Über die gesellschaftliche Spaltung in den USA wird in diesem Jahr absehbar wieder viel gesprochen werden, spätestens wenn es im November auf die Präsidentschaftswahlen zu geht. Joe Biden gegen Donald Trump, so stellen es auch die Lager selbst dar, wird auch ein Kampf der Gegenkräfte: Links gegen Rechts, Stadt gegen Land und nicht zuletzt Schwarz gegen Weiß.
Dennoch dürfte gerade der vermeintliche Gegensatz Schwarz und Weiß wieder eine große Rolle spielen, nicht zuletzt, weil sich in diesem Sommer auch der Erlass des Civil Rights Act, der die Rassentrennung in den USA formell beendete, zum 70. Mal jährt. Allerdings ist nicht erst durch die Bewegung “Black Lives Matter” der vergangenen Jahre deutlich geworden: Zumindest in vielen Köpfen ist das Schwarz-Weiß-Denken weiterhin präsent.
Ein zentraler Sektor in diesem Zusammenhang ist die Bildung. Tatsächlich ging die Aufhebung der Rassentrennung an Schulen dem Civil Rights Act voraus und war für die damalige Bürgerrechtsbewegung ein wichtiger Meilenstein. Vor nunmehr 70 Jahren, am 17. Mai 1954, entschied der Oberste Gerichtshof der USA im Urteil “Brown vs. Board of Education”, dass Bildungseinrichtungen für Schülerinnen und Schüler getrennt nach Hautfarben gegen den Gleichheitsgrundsatz der US-Verfassung verstoßen. Folglich sind staatliche Schulen seitdem verpflichtet, Kinder aller Hautfarben gemeinsam zu unterrichten.
Faktisch betroffen von dem Urteil waren damals aber nicht alle Bundesstaaten gleichermaßen. Bis dato war die Rassentrennung an Schulen über die Staatsgrenzen nicht einheitlich geregelt. Während sie vor allem im Norden teilweise verboten oder zumindest ohne feste Regeln blieb, war sie in den Südstaaten vorgeschrieben. Der Grundsatz lautete hier “Separate but Equal” (“getrennt aber gleich”), der seit dem Grundsatzurteil “Plessy vs. Ferguson” des Obersten Gerichtshofes von 1896 galt. Damals stellten die Richter noch das genaue Gegenteil von 1954 fest, nämlich, dass getrennte Abteile für schwarze und weiße Menschen eben nicht gegen den Gleichheitsgrundsatz verstießen.
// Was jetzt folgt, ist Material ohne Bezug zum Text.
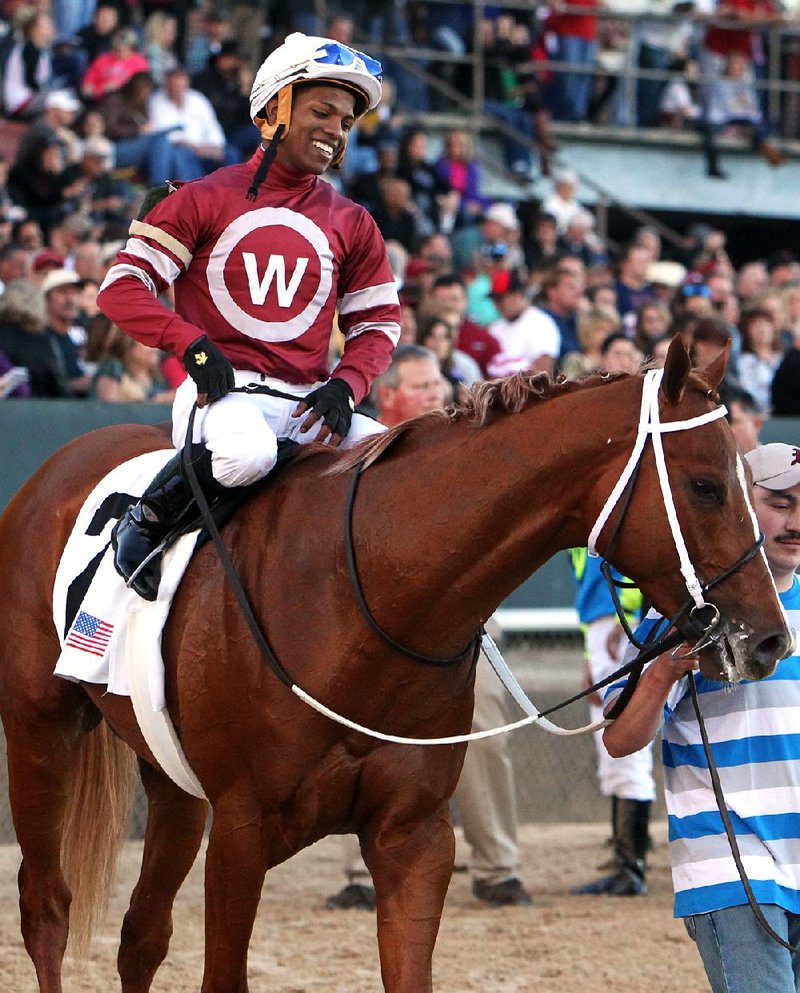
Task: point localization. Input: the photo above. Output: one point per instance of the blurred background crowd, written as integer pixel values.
(101, 99)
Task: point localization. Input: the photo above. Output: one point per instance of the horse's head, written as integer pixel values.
(703, 560)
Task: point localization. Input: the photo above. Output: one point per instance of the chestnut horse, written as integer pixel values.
(454, 512)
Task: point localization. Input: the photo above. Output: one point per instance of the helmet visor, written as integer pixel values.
(335, 54)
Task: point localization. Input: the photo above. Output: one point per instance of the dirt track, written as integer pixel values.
(564, 944)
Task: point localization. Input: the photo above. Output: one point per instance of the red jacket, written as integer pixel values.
(264, 280)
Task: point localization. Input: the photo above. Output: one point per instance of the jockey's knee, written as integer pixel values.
(241, 462)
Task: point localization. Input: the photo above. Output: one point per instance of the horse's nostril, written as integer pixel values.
(773, 648)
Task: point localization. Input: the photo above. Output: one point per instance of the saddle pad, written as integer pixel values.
(108, 633)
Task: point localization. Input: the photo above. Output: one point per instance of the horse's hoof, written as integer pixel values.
(355, 896)
(509, 893)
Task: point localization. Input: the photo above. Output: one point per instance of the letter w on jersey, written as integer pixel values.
(276, 269)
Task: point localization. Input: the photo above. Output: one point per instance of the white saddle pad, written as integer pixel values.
(109, 634)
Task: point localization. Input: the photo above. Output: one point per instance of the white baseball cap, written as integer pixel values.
(775, 466)
(57, 278)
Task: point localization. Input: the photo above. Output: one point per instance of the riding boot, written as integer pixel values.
(631, 840)
(163, 505)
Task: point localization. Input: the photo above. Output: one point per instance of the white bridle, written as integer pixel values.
(650, 426)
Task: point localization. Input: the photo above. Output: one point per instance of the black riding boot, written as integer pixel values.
(163, 505)
(631, 841)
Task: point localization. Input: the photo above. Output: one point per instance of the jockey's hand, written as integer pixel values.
(209, 368)
(332, 403)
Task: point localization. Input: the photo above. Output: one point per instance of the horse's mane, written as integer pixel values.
(485, 400)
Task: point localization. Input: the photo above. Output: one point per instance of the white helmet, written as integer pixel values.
(303, 58)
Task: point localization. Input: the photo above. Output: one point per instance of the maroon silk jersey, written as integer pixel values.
(264, 280)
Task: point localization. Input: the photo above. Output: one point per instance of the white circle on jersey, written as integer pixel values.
(270, 269)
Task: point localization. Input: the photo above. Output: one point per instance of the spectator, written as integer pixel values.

“Plessy vs. Ferguson” hatte in den Südstaaten eine verheerende Wirkung. Die weiße Oberschicht nahm das Urteil zum Anlass, in den folgenden Jahren die sogenannten Jim-Crow-Gesetze zu initiieren. “Jim Crow” stand dabei als rassistischer Stereotyp für den unbeschwerten, aber auch arbeitsscheuen und leicht tumben Afro-Amerikaner. Diese Gesetze weiteten die Rassentrennung auf andere Bereiche der Öffentlichkeit aus, wie das Gesundheitswesen oder eben auch die Schulen. Zwar musste dabei formell der Grundsatz “Separate but Equal” bestehen bleiben, er war in der Realität aber nicht mehr als ein Deckmantel.
Das Grundsatzurteil des Höchsten Gerichts “Brown vs. Board of Education” bedeutete schließlich einen Paradigmenwechsel und öffnete den Weg für weitere Urteile und Gesetze zur Abschaffung der Rassentrennung.
Eine wirkliche Chancengleichheit für Schülerinnen und Schüler unabhängig von Herkunft und Hautfarbe konnte “Brown vs. Board of Education” jedoch auch nach 70 Jahren nicht erreichen. Denn die Verpflichtung für öffentliche Schulen, Kinder jeder Hautfarbe aufnehmen zu müssen, führte bei vielen Vertretern der weißen Oberschicht dazu, dass sie ihren Nachwuchs auf kostspielige Privatschulen schickten. So stellte der US-Soziologe und Pulitzerpreisträger Matthew Desmond in seinem jüngsten Buch “Armut. Eine amerikanische Katastrophe” fest, dass 2022 nur 16 Prozent der Schüler an staatlichen Schulen weiß waren, der Anteil der Weißen an der Bevölkerung aber bei fast 60 Prozent lag.